İngiliz Dili ve Edebiyatı Öğrencisi Olmak

Tam olarak en büyük eksikliğimiz üzerine kısa bir yazı yazmayı istedim. Nedir İngiliz Dili ve Edebiyatı? Bu bölümü ne kadar biliyoruz ve ne kadar sindirebiliyoruz? Okumaya, yorumlamaya ve tasarlamaya dayalı olan bu bölümün değerini her ne kadar arka plana atsalar bile, yadırganamayacak tek şey insan değer ve yargılarına büyük ölçüde etki etmesidir. Yorum gücünün zirvede olduğu bu bölümün öğrencisi olabilmek de ayrıcalıklı bir şeydir. ”Sadece kitap mı okunur?” sorusu ve algısı şu anda büyük bir  kargaşa yaratıyor. ELL öğrencilerin çoğunun puan yetersizliği sonucu ile yerleştiği algısı da bunun başka bir yanı. Bir Edebiyat öğrencisi olabilmek, o edebiyatın yeri geldiği zaman kahramanı, olayı, yapısı hatta yaratıcısı olabilmektir. Şüphesiz okumanın sınırı yoktur bu bölümde. Zaten bizleri de ELT’den ayıran en büyük özellik budur. İngiliz kültürünü bilmek, okuduğumuz her sayfaya ışık tutmak demektir. Victorian Era’yı bilmeden 19. yüzyıl romanını ne derece de sindirebiliriz ki ? Çok yönlü yetişip hayata farklı açılardan bakabilmektir Edebiyat öğrencisi olmak. Zihninde tasarlamak ve o tasarıyı estetik bir dille okuyucuya iletip okuyucunun kafasındaki gizemi gidermektir. Kimi zaman da okuyucuya açık kapı bırakabilmektir. Peki bizler bunu ne kadar yapabiliyoruz?

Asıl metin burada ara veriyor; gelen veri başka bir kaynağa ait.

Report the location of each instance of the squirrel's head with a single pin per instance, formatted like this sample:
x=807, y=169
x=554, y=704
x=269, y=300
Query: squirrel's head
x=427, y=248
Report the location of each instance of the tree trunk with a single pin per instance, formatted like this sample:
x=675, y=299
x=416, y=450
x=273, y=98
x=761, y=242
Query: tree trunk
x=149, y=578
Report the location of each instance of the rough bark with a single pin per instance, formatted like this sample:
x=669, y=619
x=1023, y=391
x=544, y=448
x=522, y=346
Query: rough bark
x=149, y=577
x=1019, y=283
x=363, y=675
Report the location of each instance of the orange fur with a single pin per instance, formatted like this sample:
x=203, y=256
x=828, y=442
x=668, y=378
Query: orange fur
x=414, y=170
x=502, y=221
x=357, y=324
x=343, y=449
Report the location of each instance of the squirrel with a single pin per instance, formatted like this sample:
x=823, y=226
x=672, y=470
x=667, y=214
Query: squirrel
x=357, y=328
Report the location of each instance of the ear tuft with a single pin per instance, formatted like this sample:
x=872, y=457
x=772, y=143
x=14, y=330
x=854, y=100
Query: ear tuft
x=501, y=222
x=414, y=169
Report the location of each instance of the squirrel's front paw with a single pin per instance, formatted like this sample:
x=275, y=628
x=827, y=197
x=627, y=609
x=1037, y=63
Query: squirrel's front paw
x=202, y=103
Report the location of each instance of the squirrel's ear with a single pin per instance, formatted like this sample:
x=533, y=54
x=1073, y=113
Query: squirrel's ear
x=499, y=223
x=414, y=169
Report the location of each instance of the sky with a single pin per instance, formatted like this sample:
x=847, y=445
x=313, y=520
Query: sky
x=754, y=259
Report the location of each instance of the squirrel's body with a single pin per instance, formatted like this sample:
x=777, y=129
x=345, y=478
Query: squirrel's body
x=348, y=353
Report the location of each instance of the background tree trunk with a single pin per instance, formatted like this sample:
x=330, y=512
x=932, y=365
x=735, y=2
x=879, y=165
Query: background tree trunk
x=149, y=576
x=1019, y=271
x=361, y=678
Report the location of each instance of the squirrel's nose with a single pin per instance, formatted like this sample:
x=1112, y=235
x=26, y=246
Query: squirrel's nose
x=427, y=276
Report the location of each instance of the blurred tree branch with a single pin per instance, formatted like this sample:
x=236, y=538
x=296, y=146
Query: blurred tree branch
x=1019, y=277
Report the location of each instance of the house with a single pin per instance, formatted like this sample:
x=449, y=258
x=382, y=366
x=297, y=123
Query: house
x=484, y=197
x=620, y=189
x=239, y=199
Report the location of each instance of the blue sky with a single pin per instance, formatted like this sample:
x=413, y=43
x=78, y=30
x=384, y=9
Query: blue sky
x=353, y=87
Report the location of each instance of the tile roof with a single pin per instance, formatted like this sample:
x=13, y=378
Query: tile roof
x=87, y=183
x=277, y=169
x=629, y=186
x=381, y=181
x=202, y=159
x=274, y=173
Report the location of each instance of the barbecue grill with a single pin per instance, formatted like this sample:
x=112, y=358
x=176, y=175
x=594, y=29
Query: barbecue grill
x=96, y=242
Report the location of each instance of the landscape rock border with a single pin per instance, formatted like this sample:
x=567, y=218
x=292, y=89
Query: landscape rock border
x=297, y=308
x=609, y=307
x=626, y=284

Asırlara meydan okuyan bir dünya şairi, Shakespeare’i, anlamaktır. Emily Bronte’nin  ”Wuthering Heights” yağmurlu ve karanlık gecedeki aşkın intikamla sıkışıp kaldığı Heathcliff olabilmektir. İngiliz Edebiyatı öğrencisi olabilmek demek farklı dünyalara şahit olmak demektir. Yaşamak demek. Hissetmek ve hislerini esnek bir dile yığmak. Her baba yiğidin harcı değildir yani Edebiyat öğrencisi olabilmek.